Lateral tears are less common than medial tears but carry a notable risk for cartilage wear on the outer side of the knee. Research using arthroscopic grading has found that high-grade cartilage damage in the lateral compartment is significantly more common in people with lateral meniscus tears compared to those with only medial tears. This matters because cartilage wear in the lateral compartment can progress to osteoarthritis over time.
Getting a Diagnosis
If these symptoms sound familiar, a doctor will likely start with a physical exam. One of the most commonly used tests is the McMurray test, where the examiner rotates and extends your knee while feeling for clicks or pain. For lateral meniscus tears specifically, this test is highly specific (about 96%) but not especially sensitive (about 56%). In practical terms, that means if the test is positive, a lateral tear is very likely. But a negative result doesn’t rule it out. Many lateral tears don’t produce a clear positive McMurray finding, so an MRI is often needed to confirm the diagnosis.
What Recovery Looks Like
Many lateral meniscus tears, particularly small or stable ones, are managed without surgery. The initial phase focuses on reducing swelling and restoring range of motion through rest, ice, and gentle movement.

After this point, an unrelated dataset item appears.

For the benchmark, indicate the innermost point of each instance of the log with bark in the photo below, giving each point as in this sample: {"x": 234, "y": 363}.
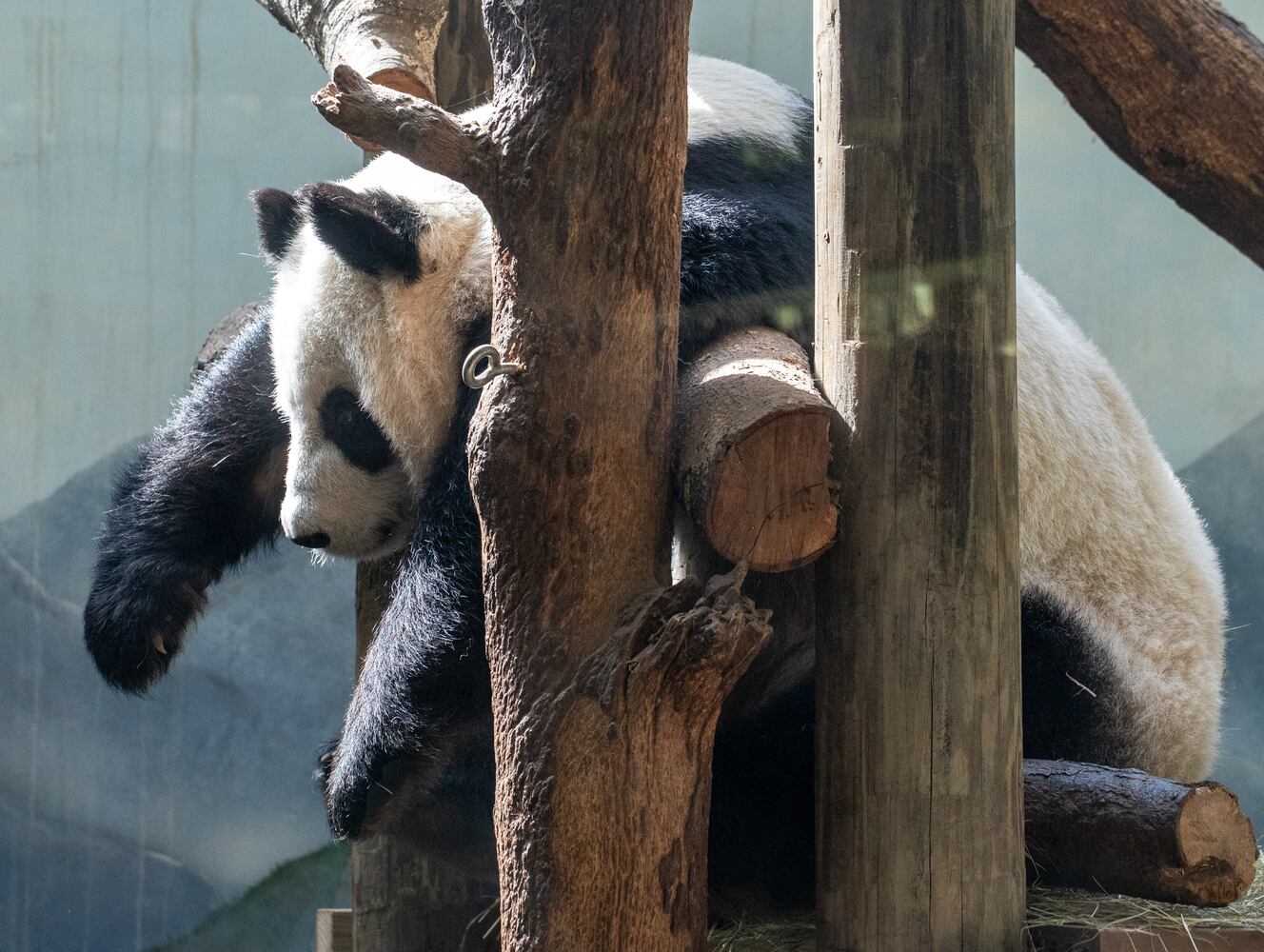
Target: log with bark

Physical therapy typically runs four to eight weeks for smaller tears and eight weeks or longer for more significant ones. The goal is to rebuild strength in the muscles surrounding the knee so they compensate for the reduced shock absorption the torn meniscus provides.
Surgery is generally recommended only when pain persists despite conservative treatment or when mechanical symptoms like locking and catching won’t resolve. A locked knee caused by a displaced bucket handle tear, for example, usually requires surgical intervention because the displaced cartilage physically blocks normal joint movement and won’t reposition on its own.
During recovery, the sensations change in a predictable pattern. The sharp, catching pain tends to diminish first as inflammation settles. Stiffness and a vague aching with activity often linger longer, gradually improving as the surrounding muscles get stronger and the knee adapts to its new baseline.